My grandfather left his first church when the pastorate joined the KKK. My grandfather believed that racism was evil.

He left his second church when he discovered the building fund was being diverted to the communist party. He didn’t like Stalinist communists either (he was a cultural attaché in the Diplomatic Corp).

His final encounter with religion was in Brazil where he served in the US Army while he was drafted to build US Air Force Bases. He was a guest of an Arch Bishop and ate on gold plate while people starved during WWII.

He came back after the war convinced that God was real but that Churches existed to to stand between God and man and filter the money out.

Too often it seems religious groups spend more time pulling in money rather than serving their congregations.

There also rise questions of how much pastoral and other care a religion provides.

In the ancient world religions provided butcher services (ever wonder why sacrifices gave God the smoke and a few things but the bulk of the meat went to the congregant?).

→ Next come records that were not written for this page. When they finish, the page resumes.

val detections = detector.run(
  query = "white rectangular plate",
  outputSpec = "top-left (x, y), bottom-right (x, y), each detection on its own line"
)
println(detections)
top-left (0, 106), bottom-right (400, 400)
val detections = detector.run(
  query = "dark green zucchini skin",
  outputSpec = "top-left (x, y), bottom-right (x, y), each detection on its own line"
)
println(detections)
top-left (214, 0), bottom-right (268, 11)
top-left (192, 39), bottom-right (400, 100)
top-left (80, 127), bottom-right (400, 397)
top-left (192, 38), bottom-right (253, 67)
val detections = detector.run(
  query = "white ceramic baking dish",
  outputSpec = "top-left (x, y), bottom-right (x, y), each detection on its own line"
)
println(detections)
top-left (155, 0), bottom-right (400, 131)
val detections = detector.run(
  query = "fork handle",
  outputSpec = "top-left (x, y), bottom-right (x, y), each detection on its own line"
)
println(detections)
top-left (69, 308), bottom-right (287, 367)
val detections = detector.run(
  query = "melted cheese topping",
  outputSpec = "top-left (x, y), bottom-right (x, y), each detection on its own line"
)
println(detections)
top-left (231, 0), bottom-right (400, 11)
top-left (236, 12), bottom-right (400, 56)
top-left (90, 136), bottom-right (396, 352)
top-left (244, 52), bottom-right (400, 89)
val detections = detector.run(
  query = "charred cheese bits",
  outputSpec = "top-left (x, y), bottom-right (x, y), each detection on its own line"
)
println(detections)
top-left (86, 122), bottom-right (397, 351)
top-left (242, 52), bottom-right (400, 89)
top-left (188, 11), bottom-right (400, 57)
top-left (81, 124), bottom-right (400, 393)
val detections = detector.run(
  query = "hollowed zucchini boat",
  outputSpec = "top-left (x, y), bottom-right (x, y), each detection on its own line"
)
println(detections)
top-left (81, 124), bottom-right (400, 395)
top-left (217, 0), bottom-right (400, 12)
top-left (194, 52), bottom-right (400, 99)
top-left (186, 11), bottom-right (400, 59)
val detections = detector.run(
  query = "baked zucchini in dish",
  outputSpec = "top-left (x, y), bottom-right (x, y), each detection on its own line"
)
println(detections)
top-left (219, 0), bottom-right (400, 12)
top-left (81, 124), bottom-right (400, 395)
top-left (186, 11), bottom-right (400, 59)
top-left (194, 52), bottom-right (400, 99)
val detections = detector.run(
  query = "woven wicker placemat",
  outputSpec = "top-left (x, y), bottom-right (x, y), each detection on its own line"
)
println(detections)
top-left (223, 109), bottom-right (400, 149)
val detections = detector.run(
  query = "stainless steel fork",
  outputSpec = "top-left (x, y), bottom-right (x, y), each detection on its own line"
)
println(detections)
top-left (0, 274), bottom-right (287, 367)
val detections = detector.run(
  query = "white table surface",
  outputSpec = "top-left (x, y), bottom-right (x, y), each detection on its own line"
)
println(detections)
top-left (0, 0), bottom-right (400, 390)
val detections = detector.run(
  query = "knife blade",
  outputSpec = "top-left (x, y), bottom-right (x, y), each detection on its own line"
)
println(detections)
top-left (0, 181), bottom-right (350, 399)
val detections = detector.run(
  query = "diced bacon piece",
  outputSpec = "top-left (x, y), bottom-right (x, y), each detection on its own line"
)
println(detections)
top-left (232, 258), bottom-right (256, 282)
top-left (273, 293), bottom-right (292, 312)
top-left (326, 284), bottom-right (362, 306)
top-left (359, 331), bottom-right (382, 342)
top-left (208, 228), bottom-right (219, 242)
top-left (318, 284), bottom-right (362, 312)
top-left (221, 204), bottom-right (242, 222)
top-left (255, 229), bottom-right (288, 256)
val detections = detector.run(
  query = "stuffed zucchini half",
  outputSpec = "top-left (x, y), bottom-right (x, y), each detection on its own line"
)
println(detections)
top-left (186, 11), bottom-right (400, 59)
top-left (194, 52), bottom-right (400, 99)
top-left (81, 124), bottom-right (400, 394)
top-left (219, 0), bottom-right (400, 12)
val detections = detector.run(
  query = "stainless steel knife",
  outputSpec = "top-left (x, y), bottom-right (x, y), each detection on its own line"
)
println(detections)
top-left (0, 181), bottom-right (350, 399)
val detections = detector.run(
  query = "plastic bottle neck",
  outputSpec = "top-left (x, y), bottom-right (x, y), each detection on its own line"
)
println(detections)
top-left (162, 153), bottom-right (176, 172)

Modern religions often provide pastoral services and community services. Daycares and more, especially professionally curated youth programs —the one thing Boy Scouts offered.

The LDS Church used to provide social events, community meals, sports leagues, arts festivals and more.

These days with the change in community that has all gone by the wayside.

One result is that the Church fails to engage the youth and there are record numbers finding the church irrelevant.

Most congregations in the LDS Church seem to run on less than 10% of the funds they generate.

Many of adults in the Church have as their identity a political party or ideology rather than membership in the Church. The loss of community has made the community no longer important or significant to them so another identity has replaced their identity as “Mormons.”

I don’t know the solution. But it is an interesting development.

What do you think?

  • Is community important to a church?
  • What value does a church offer if it does not create community or provide pastoral care?
  • What sorts of changes have you seen in the place the Church has in your life the last twenty years?
  • What do you see as how money relates to a church?
  • What is a Church and what are we now that we are no longer the “Mormon People” or an ethnic group anyone could join?